Monday, July 02, 2007

Sense Of Purpose

This past week I've been teaching my kids about Louis Braille. This always elicits questions about how blind people do certain things. I have been asked twice how blind people drive. This might not seem like such a bright question, but I suppose I should expect it since I have gone out of my way to explain to my students how blind people can do anything that you and I can do, they just have different ways of making it work.
Inevitably, the discussion turns to all the senses, and which ones could we do without. I have had about four times longer to think about this than my students, so here is what I think:
Sight - I have watched "The Miracle Worker" and I've always been impressed by the work that Anne Sullivan was able to do with Helen Keller, but here's the kicker: I watched those movies (both versions). With both eyes, albeit through prescription eyeglasses. The idea that I couldn't see whatever it is my son is excited about when he says, "Look at this," makes me shiver.
Hearing - Certainly there are a number of sounds that I could go without hearing for the rest of my life, but Beethoven's Pastoral Symphony is not one of them. The sounds of my family laughing, snoring, joking. And the list just goes on and on. No thanks, I'll keep my ears.
Touch - At first, it seems like a pretty simple thing to let go, but the feeling of my wife's hand in mine or my son's forehead when he might have a fever aren't trivial bits at all.
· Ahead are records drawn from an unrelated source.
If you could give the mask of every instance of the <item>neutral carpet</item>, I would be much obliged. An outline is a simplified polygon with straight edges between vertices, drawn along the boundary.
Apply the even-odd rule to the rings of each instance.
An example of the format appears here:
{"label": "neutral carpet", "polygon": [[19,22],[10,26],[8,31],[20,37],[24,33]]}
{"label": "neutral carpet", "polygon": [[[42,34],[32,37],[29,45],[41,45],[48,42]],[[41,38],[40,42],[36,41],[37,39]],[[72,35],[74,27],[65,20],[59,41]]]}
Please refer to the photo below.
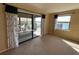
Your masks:
{"label": "neutral carpet", "polygon": [[18,48],[2,53],[4,55],[77,55],[75,49],[63,41],[62,38],[47,35],[37,37],[20,44]]}

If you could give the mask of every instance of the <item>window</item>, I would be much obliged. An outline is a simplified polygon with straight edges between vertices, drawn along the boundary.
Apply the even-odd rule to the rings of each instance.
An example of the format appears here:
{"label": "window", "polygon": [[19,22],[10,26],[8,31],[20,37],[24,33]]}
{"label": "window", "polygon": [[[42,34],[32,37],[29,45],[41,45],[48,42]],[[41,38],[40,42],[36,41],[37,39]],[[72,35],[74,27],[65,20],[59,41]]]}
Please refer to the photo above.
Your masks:
{"label": "window", "polygon": [[71,16],[58,16],[56,19],[55,29],[69,30]]}

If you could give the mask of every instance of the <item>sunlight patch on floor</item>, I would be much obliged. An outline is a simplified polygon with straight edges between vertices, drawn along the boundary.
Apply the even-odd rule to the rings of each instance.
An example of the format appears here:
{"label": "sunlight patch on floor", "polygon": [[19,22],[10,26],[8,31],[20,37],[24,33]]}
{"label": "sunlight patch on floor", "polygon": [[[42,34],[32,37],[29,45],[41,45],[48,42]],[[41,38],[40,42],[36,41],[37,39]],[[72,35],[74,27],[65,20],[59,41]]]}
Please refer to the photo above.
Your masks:
{"label": "sunlight patch on floor", "polygon": [[62,41],[67,43],[69,46],[71,46],[75,51],[79,52],[79,44],[76,44],[76,43],[73,43],[73,42],[70,42],[64,39]]}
I don't need my sense of touch as much as I revel in it.
Smell - My mother has not smelled anything for decades. The way she has adapted and survived in a world full of odors has always been mildly inspirational to me. Like sounds, there are plenty of stinky things out there that I could be happy to avoid automatically, but then the smell of a wood fire, or an ocean breeze, or melting chocolate - well, it's that list thing again.
Taste - Now I'm at the end of the traditional list, and I guess I have to pick something, so I'll have to let flavors go. This would be painful for me because there are so many things out there that I have enjoyed tasting for all these years. But this one is more practical. I could still smell them, so I wouldn't be able to relish them in my mouth. Considering the number of foods that I avoid because of my finicky tastes, my family would be happy to be able to move me past this. I would probably eat better as a result.
This is a decision I have not come to lightly. I fully expect the Sense Police (Senses Takers?) to be at my door later this evening - hopefully after I have finished my dinner.

1 comment:

Anonymous said...

We all know that you eat things because they fit in your mouth whole, not because they taste good. So giving up your sense of taste would probably be OK. But alas...never again to savor the flavor of a shovelful of pickle relish, and only to feel its slimy chunky greenness oozing down one's gullet. 'Twould be tragic indeed.